バッドエンド後の死に戻り転生悪役令嬢は、ヤンデレ皇帝の狂愛を受ける 私が救済の歌姫なんて、聞いてませんわ!
 リナリアは妃教育が始まる直前、私にある疑問を投げかけた。

「姉様は、わたしにジェラルド様を譲ってくれるんでしょう?」
「あなたが殿下を引き取る気があるのなら、そのつもりですわ」
「だったら妃教育でも、わざと手を抜いてほしいの!」

 妹は、満面の笑みを浮かべてとんでもない提案をしてくる。
 そんな彼女を凝視したところで、リナリアは「何かおかしいことを言った?」とでも言わんばかりに小首を傾げている。
 男性から見ればかわいらしい仕草でも、同性からはぶりっ子と称するのが適していそうなのがなんとも言えない気まずさを感じてしまう。
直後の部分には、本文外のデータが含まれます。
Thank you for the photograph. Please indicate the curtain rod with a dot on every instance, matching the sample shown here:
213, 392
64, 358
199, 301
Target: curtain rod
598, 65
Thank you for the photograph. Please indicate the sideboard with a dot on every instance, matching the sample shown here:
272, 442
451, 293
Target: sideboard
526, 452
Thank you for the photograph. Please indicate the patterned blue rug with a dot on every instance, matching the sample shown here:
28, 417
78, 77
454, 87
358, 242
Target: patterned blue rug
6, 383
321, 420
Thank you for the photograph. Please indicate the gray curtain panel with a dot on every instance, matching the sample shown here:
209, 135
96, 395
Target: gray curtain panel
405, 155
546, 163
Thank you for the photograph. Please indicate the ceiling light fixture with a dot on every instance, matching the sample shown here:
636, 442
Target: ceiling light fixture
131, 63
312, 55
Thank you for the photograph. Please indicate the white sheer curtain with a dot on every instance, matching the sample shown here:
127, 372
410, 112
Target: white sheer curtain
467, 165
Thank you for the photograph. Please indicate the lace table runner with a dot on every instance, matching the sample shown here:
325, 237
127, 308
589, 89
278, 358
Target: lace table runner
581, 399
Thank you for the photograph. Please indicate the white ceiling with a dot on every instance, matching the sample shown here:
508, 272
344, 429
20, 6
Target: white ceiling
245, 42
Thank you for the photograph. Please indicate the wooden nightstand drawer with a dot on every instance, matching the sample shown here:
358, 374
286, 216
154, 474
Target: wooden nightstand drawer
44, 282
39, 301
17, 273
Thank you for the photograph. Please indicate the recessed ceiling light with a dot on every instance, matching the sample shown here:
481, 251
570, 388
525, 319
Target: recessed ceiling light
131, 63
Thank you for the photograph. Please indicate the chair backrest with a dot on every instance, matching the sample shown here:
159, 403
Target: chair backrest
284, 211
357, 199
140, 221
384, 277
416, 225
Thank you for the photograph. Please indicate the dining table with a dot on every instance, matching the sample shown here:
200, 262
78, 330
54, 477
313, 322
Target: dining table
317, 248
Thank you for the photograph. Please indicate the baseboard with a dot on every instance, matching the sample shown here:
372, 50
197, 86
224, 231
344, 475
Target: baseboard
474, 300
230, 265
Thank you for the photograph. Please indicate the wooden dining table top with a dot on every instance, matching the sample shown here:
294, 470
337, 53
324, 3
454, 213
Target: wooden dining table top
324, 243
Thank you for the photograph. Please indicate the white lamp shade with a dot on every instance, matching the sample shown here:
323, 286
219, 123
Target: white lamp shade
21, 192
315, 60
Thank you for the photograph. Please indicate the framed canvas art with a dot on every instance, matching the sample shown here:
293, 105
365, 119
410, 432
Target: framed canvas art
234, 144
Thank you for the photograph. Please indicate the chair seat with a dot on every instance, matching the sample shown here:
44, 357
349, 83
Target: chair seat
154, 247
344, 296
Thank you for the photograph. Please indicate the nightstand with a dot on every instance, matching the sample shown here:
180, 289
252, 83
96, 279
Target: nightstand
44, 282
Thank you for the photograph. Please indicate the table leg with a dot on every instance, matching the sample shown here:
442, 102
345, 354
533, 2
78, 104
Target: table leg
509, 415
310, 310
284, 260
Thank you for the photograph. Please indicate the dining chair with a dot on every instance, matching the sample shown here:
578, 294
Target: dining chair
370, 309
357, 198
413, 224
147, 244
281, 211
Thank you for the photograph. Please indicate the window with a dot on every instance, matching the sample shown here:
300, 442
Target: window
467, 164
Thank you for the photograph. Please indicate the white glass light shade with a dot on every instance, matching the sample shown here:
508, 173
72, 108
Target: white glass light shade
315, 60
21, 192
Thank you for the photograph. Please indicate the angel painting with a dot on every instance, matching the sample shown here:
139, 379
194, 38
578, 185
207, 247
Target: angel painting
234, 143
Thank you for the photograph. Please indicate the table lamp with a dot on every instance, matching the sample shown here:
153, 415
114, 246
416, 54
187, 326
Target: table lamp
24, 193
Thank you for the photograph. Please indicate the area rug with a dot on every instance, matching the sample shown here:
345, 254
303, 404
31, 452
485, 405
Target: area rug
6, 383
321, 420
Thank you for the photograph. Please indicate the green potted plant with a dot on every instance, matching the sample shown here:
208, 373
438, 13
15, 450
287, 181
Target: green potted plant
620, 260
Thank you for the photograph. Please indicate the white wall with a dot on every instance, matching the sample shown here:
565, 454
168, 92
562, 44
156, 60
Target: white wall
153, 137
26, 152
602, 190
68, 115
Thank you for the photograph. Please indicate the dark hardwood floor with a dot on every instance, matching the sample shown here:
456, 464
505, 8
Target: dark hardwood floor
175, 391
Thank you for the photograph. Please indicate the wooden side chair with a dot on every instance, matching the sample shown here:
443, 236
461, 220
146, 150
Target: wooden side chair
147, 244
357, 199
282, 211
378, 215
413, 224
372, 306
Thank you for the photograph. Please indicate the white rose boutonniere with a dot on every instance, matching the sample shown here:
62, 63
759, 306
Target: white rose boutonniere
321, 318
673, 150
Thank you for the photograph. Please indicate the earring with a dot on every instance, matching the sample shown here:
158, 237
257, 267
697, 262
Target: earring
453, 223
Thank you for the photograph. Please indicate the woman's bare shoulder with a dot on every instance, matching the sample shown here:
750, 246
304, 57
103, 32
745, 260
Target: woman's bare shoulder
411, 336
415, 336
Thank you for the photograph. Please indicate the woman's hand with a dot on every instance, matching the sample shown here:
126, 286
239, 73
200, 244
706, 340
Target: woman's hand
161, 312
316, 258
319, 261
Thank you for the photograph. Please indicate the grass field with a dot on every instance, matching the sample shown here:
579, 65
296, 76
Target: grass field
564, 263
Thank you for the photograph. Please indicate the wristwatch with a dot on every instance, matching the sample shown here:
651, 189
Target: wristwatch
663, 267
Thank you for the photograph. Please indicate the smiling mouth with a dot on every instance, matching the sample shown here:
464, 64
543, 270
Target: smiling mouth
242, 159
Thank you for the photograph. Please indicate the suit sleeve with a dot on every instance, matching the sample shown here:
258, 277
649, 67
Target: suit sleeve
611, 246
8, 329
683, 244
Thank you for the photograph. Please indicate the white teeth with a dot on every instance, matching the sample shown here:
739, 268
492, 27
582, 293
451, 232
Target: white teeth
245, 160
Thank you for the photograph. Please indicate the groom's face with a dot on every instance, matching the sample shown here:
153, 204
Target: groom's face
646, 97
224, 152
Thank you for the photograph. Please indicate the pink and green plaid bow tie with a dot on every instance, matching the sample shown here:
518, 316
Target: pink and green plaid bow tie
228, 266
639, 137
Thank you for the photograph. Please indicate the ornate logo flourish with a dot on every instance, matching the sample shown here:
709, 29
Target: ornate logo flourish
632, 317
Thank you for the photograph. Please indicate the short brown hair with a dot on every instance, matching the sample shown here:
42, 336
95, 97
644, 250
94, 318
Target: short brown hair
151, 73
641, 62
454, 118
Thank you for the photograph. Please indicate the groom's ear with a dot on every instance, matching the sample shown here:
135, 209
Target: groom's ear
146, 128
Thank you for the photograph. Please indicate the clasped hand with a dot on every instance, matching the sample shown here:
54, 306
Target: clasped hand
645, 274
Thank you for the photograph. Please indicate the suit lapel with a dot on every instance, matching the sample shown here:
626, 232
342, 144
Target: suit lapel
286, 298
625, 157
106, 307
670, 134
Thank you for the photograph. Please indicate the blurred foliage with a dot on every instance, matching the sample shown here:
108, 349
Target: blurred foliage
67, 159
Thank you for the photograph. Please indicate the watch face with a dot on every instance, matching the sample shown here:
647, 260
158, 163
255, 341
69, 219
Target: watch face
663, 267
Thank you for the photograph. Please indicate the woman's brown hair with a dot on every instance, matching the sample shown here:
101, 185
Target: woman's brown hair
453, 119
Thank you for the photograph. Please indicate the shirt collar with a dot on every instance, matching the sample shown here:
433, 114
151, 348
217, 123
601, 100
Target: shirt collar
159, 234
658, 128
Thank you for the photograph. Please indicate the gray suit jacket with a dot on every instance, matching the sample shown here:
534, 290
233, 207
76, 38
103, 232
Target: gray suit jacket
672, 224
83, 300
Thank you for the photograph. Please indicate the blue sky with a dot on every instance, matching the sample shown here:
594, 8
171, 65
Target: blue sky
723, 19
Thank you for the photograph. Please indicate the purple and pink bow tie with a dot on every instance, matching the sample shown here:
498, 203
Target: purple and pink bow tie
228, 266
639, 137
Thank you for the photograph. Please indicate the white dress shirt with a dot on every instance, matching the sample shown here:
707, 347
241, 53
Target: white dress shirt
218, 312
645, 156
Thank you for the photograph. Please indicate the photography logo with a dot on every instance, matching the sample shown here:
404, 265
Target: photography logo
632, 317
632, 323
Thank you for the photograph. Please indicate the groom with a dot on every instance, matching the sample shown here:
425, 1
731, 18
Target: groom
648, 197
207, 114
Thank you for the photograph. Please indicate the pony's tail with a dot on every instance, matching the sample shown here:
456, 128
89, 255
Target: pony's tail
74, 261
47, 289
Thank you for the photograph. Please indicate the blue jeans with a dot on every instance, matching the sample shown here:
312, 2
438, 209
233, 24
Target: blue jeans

 ――回帰する前の私は、こうした仕草をする妹が大嫌いだった……。

 リナリアは、自分にないものを持っていて、みんなから白の歌姫と愛される。
 そんな少女が憎たらしくて、疎ましかった。
 大好きな殿下まで奪われてしまうし、視界に入れるのが嫌なくらいに憎悪しているはずなのに――前世を思い出したからか。
 今は、呆れの感情のほうが大きかった。